Background

Recently I came across an interesting issue. My University runs a field station at a rural property called Newholme where a grid of camera traps was set up a few years back. Cameras are solar-powered and form a mesh network where photos are relayed from one camera to another and finally to the base station located at the station building. Unfortunately, due to a firmware bug, for the first few years, the EXIF data was wiped from each photo as it was relayed so we could only get the date and time when the file was saved on the base station, which could be minutes or days after it was taken. Original metadata was embedded in the picture itself as text, like this:

The manufacturer (Buckeye) eventually fixed this issue and after a firmware update photos now have metadata embedded in EXIF fields. However, to use all the data from before the update, we needed to assign date and time to each picture. It was done manually for some small subset but it is a tedious process prone to errors, so I decided to try and automate it.

OCR and the tesseract package

I have used OCR (optical character recognition) software before and I thought there is probably an R package that can read the text and sure enough - a powerful, open-source OCR engine tesseract is availabe in R through a package tesseract.

We will need a couple of libraries first:


library(magick)
library(tesseract)
library(tidyverse)

To help tesseract read our data, we can clip interesting parts from the photo. In this case, I want to read the date and time so we can clip that part of the image. We can use code:

# import photo
image_read(photo1)%>%

# crop date field
image_crop("68x12+0+468")

Where first two values (68x12) represent the size of the cropped field, and the second two (+0+468) represent the position of the top left corner of that field. As we can see, that gives us desired part of the photo:

Tesseract is not dealing well with inverted images so we need to do some more preprocessing before we can run the OCR engine. We will invert the picture, then we will enlarge it 10 times (photo is only 640x480 px and the original digits are only 9 pixels high), increase brightness to get rid of the noise and increase contrast to make it easier to read for our engine. This required a little bit of trial and error to get it right, but here is the result:


image_read(photo1)%>%
image_negate()%>%
image_crop("68x12+0+468")%>%
image_scale("680x120") %>%
image_modulate(brightness = 120)%>%
image_contrast(sharpen = 100)

This is already looking better. The narrow strip on the right is there because the actual width of the field changes depending on the number of digits and otherwise would clip the last digit on some long dates. We will deal with it later.

Now we can run the OCR engine and see what we get.


#import and preprocess the image
date <- image_read(photo1)%>%
image_negate()%>%
image_crop("68x12+0+468")%>%
image_scale("680x120") %>%
image_modulate(brightness = 120)%>%
image_contrast(sharpen = 100)

#read the text
ocr(date)

Which gives us >“3/13/2415 |”

As you can see, tesseract wrongly identified 0 as 4. For other photos, the results varied from correct or almost correct to a random sequence of letters and digits that didn’t make any sense. The “pixelated” font that the camera is using is making it hard for the engine to read some digits correctly. We need to dig deeper and make use of the tesseract training mechanism.
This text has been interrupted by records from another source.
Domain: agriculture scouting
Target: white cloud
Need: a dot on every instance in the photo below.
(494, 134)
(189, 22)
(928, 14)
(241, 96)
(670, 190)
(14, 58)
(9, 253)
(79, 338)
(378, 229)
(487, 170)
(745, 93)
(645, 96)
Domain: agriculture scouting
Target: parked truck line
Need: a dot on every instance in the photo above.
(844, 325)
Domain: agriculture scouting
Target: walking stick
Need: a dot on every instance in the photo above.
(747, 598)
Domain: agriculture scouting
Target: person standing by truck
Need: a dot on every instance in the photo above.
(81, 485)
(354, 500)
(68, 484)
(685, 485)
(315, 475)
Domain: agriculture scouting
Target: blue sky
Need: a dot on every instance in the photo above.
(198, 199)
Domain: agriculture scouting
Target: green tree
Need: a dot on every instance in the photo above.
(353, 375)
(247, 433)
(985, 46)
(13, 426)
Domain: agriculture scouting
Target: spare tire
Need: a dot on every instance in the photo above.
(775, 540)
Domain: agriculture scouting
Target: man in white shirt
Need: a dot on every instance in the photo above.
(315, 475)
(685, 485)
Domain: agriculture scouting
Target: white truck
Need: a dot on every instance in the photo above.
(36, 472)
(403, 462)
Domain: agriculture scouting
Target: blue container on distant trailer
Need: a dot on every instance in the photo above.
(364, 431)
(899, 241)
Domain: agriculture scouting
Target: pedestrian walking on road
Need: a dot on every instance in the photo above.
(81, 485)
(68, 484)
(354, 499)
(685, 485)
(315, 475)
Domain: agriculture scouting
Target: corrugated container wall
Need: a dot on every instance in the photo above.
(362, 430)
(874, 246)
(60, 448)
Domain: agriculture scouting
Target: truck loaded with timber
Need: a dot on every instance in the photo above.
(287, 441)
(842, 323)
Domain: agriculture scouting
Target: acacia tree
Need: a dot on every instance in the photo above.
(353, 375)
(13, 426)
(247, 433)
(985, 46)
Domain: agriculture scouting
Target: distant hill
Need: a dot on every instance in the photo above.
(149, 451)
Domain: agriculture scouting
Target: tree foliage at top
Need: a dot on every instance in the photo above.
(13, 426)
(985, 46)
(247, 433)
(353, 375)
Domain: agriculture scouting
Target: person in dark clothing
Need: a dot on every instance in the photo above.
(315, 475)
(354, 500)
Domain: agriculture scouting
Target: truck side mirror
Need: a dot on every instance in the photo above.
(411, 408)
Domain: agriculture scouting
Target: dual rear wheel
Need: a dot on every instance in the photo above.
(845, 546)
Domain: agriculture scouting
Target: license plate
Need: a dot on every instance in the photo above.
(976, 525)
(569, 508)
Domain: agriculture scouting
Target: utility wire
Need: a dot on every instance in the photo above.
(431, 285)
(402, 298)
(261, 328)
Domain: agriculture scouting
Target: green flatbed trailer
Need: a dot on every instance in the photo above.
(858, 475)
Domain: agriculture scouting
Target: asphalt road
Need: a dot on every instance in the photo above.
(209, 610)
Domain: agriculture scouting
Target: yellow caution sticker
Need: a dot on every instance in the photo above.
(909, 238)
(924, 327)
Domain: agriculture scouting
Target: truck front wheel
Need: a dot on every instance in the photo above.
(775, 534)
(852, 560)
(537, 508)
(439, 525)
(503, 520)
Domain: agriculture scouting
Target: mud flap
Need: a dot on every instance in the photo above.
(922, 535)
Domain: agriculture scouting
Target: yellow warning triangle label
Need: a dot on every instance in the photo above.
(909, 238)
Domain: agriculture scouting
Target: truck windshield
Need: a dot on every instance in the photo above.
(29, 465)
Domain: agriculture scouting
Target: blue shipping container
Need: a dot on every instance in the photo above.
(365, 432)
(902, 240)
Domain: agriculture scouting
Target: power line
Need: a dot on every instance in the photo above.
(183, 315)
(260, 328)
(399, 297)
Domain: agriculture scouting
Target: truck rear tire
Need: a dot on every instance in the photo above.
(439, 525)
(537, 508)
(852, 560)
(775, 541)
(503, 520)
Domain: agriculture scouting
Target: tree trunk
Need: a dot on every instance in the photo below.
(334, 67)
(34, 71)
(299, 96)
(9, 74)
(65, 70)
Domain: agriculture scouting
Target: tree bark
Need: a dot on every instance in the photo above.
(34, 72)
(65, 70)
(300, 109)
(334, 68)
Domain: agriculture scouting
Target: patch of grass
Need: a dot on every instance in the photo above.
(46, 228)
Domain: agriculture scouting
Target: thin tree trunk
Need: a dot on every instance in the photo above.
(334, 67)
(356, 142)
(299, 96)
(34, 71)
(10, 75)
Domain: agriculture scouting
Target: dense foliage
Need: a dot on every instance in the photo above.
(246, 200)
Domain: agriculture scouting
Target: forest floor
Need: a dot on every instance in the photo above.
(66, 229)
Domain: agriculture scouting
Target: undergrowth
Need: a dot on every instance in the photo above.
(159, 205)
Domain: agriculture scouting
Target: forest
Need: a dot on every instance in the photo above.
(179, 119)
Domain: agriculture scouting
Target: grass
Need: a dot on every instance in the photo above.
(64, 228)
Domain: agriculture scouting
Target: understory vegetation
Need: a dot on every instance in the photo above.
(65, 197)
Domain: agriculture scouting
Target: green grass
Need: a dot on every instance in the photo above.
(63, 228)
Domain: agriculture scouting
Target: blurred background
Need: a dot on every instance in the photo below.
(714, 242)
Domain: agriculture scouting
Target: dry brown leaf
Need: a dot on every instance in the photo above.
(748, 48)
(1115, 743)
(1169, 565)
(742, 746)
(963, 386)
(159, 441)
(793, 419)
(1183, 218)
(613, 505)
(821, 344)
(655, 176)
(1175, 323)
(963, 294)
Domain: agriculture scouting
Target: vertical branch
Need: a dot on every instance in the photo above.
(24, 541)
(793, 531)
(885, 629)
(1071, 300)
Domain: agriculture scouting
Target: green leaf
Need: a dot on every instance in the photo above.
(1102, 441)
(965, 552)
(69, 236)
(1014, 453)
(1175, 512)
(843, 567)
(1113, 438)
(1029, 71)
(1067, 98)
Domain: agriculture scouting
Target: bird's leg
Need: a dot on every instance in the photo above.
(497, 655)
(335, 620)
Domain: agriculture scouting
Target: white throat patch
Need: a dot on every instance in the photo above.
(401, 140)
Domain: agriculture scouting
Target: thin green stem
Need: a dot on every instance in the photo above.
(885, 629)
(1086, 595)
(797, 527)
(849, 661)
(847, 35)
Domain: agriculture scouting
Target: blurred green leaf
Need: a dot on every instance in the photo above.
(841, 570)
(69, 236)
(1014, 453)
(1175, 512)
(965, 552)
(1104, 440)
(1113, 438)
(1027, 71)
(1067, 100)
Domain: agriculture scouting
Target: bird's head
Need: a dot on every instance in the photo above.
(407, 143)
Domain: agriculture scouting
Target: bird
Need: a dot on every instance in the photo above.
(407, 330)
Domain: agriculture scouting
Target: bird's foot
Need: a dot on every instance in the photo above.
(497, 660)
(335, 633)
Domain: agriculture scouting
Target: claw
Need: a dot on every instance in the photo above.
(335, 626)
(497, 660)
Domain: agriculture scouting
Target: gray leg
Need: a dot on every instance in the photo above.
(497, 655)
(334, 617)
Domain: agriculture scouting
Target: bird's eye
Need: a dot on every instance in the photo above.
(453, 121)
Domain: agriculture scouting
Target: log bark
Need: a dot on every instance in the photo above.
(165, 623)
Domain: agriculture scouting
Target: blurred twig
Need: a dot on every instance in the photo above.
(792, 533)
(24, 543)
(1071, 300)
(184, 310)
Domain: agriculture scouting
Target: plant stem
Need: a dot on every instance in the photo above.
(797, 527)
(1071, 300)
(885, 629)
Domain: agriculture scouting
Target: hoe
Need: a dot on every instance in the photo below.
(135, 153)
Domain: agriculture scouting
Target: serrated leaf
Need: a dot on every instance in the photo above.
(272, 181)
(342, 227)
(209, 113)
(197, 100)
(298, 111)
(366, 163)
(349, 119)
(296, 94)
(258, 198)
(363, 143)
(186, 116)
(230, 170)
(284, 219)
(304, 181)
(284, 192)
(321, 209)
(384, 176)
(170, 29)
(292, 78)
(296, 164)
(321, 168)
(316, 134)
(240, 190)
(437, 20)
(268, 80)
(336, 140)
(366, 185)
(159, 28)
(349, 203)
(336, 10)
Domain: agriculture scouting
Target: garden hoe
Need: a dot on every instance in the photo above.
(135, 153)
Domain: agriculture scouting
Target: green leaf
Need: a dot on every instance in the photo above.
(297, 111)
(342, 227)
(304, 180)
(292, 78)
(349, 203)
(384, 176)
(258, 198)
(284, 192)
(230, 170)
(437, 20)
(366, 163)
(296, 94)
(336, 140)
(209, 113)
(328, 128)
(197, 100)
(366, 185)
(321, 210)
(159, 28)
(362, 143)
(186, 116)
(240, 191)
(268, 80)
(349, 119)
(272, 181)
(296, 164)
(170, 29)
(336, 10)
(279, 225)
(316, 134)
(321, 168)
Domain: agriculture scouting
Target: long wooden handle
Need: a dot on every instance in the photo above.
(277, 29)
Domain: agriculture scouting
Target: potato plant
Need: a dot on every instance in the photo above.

To do that we can prepare a training set consisting of our preprocessed crops, load them into a program, generate a box for each digit and then assign it a correct value. We can generate our training dataset using a simple loop to crop date and time fields from each photo, preprocess it and save each one as a new file:


#create a list of training files
files <- list.files(path="./Datasets/02a", full.names=TRUE)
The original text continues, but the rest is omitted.